Le séminaire a lieu le lundi
7 avril 2003 de 14h30 à 15h30
dans la salle de réunion
du PHC (Observatoire de Nice).
Dust Disks around Main-Sequence Stars
Institite of Physics, University of Potsdam, Germany
Our Sun is known to be immersed in an extended ethereal dust cloud
produced and continuously replenished by small bodies - comets,
asteroids, and Kuiper Belt Objects. Similarly, other main-sequence stars
can harbor non-primordial dust disks maintained by invisible small
bodies (comets, planetesimals). By now, many of these circumstellar
disks have been detected and some imaged with modern observational
techniques.
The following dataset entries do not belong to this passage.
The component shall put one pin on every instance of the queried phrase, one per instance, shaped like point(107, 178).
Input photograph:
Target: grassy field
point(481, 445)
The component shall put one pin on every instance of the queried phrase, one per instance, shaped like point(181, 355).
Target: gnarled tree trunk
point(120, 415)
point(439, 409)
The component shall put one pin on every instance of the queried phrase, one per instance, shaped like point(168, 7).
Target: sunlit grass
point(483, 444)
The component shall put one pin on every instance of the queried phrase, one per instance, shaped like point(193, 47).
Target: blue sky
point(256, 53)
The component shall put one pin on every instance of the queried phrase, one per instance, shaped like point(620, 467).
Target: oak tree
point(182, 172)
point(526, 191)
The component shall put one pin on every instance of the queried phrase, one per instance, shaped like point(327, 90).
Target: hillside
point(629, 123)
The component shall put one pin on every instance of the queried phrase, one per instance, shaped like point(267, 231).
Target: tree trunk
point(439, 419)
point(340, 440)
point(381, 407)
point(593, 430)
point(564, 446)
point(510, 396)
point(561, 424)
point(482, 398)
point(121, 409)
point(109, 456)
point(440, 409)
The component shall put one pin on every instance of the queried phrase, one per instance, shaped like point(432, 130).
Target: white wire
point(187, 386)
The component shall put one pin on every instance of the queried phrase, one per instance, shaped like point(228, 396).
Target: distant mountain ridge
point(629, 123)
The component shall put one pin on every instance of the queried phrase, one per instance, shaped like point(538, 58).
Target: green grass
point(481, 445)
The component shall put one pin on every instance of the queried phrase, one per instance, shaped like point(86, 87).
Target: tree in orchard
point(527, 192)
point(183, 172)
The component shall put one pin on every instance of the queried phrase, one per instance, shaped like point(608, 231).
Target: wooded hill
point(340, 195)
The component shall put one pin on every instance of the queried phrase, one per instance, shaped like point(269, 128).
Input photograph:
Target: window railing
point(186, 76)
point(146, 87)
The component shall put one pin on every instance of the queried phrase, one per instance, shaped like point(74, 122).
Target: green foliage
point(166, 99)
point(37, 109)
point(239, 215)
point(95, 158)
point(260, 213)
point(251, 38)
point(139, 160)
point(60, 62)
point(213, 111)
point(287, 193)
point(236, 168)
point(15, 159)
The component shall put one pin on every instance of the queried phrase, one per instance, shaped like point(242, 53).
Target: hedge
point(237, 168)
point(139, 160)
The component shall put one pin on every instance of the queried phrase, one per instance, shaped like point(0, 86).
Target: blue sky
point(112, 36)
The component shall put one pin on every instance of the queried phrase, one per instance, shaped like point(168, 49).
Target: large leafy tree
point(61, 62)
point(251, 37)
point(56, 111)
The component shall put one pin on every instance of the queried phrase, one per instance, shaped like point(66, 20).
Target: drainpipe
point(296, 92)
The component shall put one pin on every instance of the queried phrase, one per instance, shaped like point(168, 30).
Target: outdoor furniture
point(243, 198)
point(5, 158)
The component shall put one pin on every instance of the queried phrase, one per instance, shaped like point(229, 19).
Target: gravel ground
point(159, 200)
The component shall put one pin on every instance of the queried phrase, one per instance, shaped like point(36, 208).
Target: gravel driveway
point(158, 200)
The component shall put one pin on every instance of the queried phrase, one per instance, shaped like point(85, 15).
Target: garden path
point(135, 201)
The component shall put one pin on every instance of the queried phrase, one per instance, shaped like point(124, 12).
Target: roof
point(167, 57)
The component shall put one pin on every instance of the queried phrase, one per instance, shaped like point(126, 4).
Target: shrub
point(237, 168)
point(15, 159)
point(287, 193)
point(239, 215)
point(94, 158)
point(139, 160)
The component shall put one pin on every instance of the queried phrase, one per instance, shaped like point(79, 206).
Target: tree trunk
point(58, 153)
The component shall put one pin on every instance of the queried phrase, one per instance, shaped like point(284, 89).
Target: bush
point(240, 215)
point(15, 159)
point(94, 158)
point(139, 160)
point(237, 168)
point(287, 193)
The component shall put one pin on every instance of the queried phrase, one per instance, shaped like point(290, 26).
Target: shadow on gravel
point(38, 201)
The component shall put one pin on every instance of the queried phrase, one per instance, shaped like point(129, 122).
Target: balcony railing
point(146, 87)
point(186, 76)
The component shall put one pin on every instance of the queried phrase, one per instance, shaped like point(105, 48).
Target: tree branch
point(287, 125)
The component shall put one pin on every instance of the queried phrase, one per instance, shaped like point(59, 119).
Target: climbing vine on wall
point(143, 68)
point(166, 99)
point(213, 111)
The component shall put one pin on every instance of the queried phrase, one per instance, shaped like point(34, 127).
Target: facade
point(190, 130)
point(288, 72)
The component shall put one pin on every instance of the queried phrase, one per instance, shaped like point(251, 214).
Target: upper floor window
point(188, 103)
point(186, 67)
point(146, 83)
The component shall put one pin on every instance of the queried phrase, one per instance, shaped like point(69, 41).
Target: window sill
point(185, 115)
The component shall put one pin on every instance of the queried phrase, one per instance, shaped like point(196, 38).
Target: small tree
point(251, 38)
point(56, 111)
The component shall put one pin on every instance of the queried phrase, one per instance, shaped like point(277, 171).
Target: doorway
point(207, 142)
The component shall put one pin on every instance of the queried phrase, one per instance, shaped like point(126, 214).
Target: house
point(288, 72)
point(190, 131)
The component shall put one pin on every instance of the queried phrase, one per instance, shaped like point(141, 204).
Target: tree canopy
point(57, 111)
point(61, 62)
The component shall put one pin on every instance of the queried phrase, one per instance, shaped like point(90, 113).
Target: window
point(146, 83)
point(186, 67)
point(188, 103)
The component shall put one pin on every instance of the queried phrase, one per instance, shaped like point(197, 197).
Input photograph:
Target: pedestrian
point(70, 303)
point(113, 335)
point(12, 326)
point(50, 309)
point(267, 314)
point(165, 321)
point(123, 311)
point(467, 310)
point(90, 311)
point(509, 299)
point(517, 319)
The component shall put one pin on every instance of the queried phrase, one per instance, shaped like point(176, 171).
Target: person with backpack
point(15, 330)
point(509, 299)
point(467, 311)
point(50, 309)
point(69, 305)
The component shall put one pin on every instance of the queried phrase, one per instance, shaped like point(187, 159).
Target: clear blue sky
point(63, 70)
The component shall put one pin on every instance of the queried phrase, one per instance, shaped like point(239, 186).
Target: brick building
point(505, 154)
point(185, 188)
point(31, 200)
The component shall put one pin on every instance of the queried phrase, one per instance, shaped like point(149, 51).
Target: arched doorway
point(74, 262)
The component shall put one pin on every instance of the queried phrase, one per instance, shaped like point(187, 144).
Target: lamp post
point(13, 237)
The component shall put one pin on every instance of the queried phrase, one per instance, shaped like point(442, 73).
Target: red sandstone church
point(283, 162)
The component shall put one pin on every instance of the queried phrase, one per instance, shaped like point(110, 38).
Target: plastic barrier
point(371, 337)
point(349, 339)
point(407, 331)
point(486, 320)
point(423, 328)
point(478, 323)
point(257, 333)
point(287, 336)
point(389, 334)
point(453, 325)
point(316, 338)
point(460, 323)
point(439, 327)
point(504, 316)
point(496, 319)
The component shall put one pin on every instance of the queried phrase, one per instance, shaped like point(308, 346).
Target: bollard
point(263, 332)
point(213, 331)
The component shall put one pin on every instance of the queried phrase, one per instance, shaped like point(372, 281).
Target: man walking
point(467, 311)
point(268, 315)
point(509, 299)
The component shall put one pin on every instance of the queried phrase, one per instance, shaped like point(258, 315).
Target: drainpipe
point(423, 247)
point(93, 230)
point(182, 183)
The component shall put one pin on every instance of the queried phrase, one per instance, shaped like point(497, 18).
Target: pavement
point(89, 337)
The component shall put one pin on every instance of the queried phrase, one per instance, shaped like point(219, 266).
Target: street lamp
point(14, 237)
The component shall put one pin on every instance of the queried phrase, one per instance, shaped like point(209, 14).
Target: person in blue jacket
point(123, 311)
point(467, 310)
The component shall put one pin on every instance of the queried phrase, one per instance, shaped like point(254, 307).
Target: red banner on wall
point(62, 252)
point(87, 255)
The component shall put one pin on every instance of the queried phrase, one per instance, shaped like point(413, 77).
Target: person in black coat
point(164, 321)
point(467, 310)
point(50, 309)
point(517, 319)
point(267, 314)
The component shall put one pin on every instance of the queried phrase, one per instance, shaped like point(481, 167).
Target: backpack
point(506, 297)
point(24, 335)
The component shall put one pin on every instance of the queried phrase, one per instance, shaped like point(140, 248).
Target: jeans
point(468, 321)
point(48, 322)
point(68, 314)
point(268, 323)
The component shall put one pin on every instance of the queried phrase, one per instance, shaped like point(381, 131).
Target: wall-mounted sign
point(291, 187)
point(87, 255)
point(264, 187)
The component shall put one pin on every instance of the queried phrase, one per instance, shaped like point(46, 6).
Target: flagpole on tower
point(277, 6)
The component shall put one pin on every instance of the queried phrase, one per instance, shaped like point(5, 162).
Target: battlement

We start with an overview of current observational knowledge
about the disks, including disk dimensions and geometry, dust properties,
gas contents, dependence of disk properties on the stellar age. We then
outline main physical mechanisms acting in such disks. First we consider
an "unperturbed" disk (ignoring a possible planet inside) to show
that destructive collisions between constituent particles together with
radiation pressure forces are largely responsible for setting up size
distributions of grains. Next, the interaction of a dust disk with
embedded planets is considered. Secular and resonant perturbations as
well as close encounters of dust grains with an alleged planet would
induce a variety of features (warps, inner gaps, voids, clumps, etc.) in
the disk. These can be directly observed, which offers an indirect
method to search for extrasolar planets. To summarize, disks around
main-sequence stars: are common observational phenomena; appear
naturally in the context of planetary system formation theories; can be
used as tracers of planets, small bodies, and circumstellar environments;
may act as a source of interstellar material.